The code for compute_prediction()
The code for model (GeneralizedRCNN)
Second, When I check the bbox value in h5 file, the range of the bbox is not from 0 to 1 as shown in below picture.
If you give me more details for extracting roi_feat and bbox information, it would be very appreciated. :)
Sorry, I do not quite understand your problem. Do you mean that you could not get the right proposals for a given video? Just like the following?
The bbox value are not scaled by the size of the image frame, so it's not in [0, 1].
Ah, I found that the range of bbox that you gave (msrvtt_foi_box.h5) was in [0, 1] so that I thought that the value was normalized, as you can see below picture.
But, as you saw, when I tried to extract the bbox value, the range of the bbox value was not in [0, 1] :( Could you check one more about this problem?
And, as I said above, is the method I used for extracting roi_feat right?
Hi, I think it's right. Btw, the range can be normalized by the width and height of the image (from a single frame) and then you can normalize the bbox to [0,1]. e.g.
(w, h) = top_preds.size
bbox = top_preds.bbox.clone()
w_id, h_id = [0, 2], [1, 3]
bbox[:, w_id] = bbox[:, w_id]/w
bbox[:, h_id] = bbox[:, h_id]/h
@dcahn12
Hi, thank you! bbox can be extracted by this method.
But, I don't know how to extract roi_feat from mask_rcnn code linked in this repo. Where do you extract the roi_feat value from mask_rcnn code? Could you check it ?

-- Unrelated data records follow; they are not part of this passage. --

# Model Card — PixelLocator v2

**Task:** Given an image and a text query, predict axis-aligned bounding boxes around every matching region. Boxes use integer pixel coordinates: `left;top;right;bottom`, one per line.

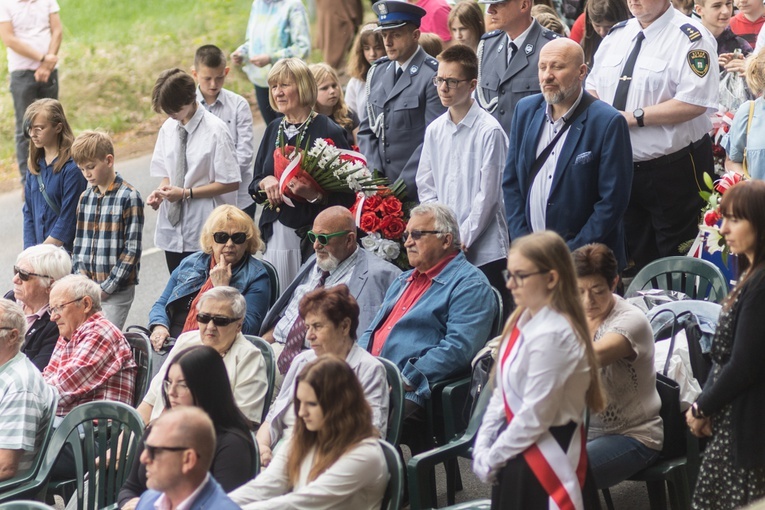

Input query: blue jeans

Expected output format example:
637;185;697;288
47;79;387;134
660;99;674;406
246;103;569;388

587;434;660;489
10;69;58;182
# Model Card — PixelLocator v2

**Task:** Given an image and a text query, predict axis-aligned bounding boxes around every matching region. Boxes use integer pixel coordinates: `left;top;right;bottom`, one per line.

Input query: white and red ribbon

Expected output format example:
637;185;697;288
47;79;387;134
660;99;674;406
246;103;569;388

277;153;303;208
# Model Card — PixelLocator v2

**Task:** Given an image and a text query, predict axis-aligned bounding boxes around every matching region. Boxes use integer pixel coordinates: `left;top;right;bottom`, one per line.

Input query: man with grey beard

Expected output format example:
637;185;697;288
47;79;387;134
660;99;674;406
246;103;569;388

259;206;400;381
502;38;633;269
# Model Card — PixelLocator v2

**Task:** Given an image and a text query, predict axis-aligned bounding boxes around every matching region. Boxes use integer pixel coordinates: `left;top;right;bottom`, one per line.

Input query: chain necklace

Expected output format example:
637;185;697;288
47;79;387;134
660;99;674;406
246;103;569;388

275;110;316;149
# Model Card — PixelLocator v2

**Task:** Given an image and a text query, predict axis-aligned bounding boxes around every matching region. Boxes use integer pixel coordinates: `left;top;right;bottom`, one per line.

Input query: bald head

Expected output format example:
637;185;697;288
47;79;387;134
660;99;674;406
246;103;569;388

313;206;356;233
155;407;216;474
538;38;587;111
312;206;358;270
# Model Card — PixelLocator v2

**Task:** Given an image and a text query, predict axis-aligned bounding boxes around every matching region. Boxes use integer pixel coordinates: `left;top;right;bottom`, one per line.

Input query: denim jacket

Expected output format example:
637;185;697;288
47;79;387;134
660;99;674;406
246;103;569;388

358;251;497;407
148;252;271;335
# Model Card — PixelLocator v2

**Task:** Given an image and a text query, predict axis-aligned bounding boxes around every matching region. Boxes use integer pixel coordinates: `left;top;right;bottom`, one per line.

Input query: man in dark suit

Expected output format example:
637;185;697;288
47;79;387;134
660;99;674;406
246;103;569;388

503;38;633;268
136;407;239;510
475;0;559;133
358;0;446;200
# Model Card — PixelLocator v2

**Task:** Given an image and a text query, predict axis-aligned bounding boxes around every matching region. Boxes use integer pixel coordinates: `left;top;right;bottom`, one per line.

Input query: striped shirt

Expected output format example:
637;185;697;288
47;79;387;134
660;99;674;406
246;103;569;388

0;352;54;474
43;312;137;416
72;173;144;294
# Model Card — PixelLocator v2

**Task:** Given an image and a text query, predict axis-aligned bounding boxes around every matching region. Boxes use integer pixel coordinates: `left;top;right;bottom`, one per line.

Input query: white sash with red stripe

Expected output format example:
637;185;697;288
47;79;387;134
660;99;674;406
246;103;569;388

500;327;588;510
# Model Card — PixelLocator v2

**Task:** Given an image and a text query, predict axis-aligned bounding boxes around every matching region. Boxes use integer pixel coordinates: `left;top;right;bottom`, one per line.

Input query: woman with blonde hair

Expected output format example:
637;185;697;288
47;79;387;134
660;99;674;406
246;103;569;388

448;1;486;51
148;204;270;350
473;231;604;509
724;50;765;180
230;355;388;509
309;63;359;145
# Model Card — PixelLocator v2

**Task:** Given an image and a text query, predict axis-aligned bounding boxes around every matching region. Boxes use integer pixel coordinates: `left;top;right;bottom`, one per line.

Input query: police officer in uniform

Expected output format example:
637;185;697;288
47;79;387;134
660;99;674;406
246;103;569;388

475;0;559;133
357;0;446;200
586;0;719;272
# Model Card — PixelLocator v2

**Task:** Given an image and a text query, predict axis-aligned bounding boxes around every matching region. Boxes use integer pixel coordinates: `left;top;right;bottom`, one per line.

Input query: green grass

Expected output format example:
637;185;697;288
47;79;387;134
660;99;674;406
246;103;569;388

0;0;257;180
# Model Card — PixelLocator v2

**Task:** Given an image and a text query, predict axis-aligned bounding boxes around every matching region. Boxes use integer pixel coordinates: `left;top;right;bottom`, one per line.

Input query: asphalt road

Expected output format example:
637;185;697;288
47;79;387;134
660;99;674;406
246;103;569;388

0;124;654;509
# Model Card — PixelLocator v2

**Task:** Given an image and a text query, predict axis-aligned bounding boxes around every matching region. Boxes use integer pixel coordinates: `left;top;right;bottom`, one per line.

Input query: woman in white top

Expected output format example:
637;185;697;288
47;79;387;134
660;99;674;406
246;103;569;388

573;243;663;490
473;231;605;510
230;355;388;510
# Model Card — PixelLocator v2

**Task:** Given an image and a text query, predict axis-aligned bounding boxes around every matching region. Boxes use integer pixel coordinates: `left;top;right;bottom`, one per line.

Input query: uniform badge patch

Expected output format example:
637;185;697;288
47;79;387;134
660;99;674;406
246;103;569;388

378;3;388;14
687;50;710;77
497;44;503;53
410;65;418;74
525;44;533;55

Hi, it's in maskrcnn_benchmark/modeling/detector/generalized_rcnn.py you have post. @dcahn12
Hi, but, while the dimension of given roi feature in msrvtt_roi_feat.h5 is [num_obj, 1000], the feature dimension in maskrcnn_benchmark/modeling/detector/generalized_rcnn.py ([num_obj, 14, 14]) is not the same with given roi feature file. :( So, I was confused concerning which feature should I use for extracting roi_feat.
You can check the size once again, which should be [num_obj, 1024]. Please refer to modeling/roi_heads/box_head/roi_box_feature_extractors.py for more details.
Thank you very much!!! 👍
In your misc/extract_feats_roi.py code, the return value of functions of coco_demo.run_on_opencv_image() are result, top_preds and top_roi_feats.
But, in the maskrcnn code you linked, only one value (result) is returned as shown in the below.
How do I get the roi_feat for custom video data?